Видя, что воровские и казачьи отряды примыкают к движению, поднятому Гермогеном, и чуя, что оно может иметь успех, знаменитый Ян Сапега, как его называет Валишевский, – «один из самых блестящих польских аристократов того времени, воспитанник итальянских школ и ученик лучших полководцев своей страны», осаждавший с такой яростью и великим кровопролитием обитель Живоначальной Троицы, тоже решился выступить на защиту православия против поляков и отправил к калужскому воеводе, князю Трубецкому, челобитную.

Пылкий Ляпунов готов был заключить союз и с Сапегой; однако союз этот не состоялся; через месяц Сапега уже уговаривал жителей Костромы признать Владислава царем и писал им: «Теперь вы государю изменили, и неведомо для чего, и хотите на Московское государство неведомо кого. Знаете вы сами польских и литовских людей мочь и силу: кому с ними биться?»

Поляки и русские изменники в Москве противодействовали, разумеется, как могли, сбору ополчения от земли и хотели как можно скорее овладеть Смоленском.

«Литовские ж люди и московские изменники, Михайло Салтыков с товарищи, – говорит летописец, – видя московское собрание за православную християнскую веру, начата говорите боярам, чтоб писати к королю и послати за руками бити челом королю, чтоб дал сына своего на государство, «а мы на твою волю покладываемся», а к митрополиту Филарету писати и к боярам, чтоб били челом королю, чтоб дал сына своего на Московское государство, а им во всем покладываться на его королевскую волю; как ему годно, так и делати, а все на то приводя, чтобы крест целовати королю самому; а к Прокофью послати, чтобы он к Москве не сбирался».

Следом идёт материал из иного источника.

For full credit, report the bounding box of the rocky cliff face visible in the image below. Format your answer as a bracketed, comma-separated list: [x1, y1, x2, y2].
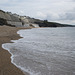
[0, 10, 22, 27]
[0, 10, 73, 27]
[0, 10, 39, 27]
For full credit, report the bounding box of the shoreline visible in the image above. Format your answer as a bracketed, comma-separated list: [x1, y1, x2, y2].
[0, 26, 31, 75]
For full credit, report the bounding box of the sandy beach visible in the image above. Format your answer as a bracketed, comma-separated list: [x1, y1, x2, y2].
[0, 26, 30, 75]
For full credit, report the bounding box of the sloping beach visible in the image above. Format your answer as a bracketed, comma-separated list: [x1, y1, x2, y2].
[0, 26, 29, 75]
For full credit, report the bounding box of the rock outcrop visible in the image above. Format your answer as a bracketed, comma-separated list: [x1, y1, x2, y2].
[0, 10, 75, 27]
[0, 10, 22, 27]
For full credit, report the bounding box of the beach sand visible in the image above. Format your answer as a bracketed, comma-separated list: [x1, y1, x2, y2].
[0, 26, 30, 75]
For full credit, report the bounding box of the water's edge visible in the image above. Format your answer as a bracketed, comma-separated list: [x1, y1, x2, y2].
[2, 29, 30, 75]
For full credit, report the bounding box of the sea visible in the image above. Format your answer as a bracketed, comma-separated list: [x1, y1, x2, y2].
[2, 27, 75, 75]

Слабодушные бояре подписали эти грамоты «и поидоша к патриарху Ермогену и возвестиша ему все, чтоб ему к той грамоте рука приложити и властям всем руки свои приложите, а к Прокофью о том послати. Он же, великий государь, поборатель православной християнской веры, стояще в твердости, аки столп непоколебимый, и, отвещав, рече им: «Стану писати к королю грамоты на том и руку свою приложу и властям всем повелю руки свои приложити и вас благословляю писати; буде король даст сына своего на Московское государство и крестит в православную християнскую веру и литовских людей из Москвы выведет, и вас Бог благословляет такие грамоты писати и к королю послати; а буде такие грамоты писати, что во всем нам положиться на королевскую волю и послам о том королю бити челом и класться на его волю, и то ведомое стало дело, что нам целовати крест самому королю, а не королевичу, и я таких грамот не токмо что мне рука приложити, и вам не благословляю писати, но проклинаю, кто такие грамоты учнет писати; а к Прокофью Ляпунову стану писати: буде королевич на Московское государство и креститься в православную християнскую веру, благословляю ево служить, а будет королевич не крестится в православную христианскую веру и Литвы из Московского государства не выведет, и я их благословляю и разрешаю, кои крест целовали, королевичу, идти под Московское государство и померети всем за православную христианскую веру».

Взбешенный этим отказом, «той же изменник, злодей Михайло Салтыков, нача его, праведного, позорити и лаяти, и выняв на него нож, и хотяше его резати…» Но святитель не устрашился занесенного над ним ножа. Он осенил злодея крестным знамением и громко сказал ему: «Сие крестное знаменье против твоего окаянного ножа; да буди ты проклят в сем веце и в будущем». Затем, обратившись к стоявшему тут же первому боярину князю Мстиславскому, Гермоген сказал ему тихо: «Твое есть начало (ты самый старший), тебе за то добро пострадати, за православную христианскую веру; аще и прельстишися на такую дьявольскую прелесть и преселит Бог корень твой от земля живых (прекратится род твой), да и сам какою смертию умреши…»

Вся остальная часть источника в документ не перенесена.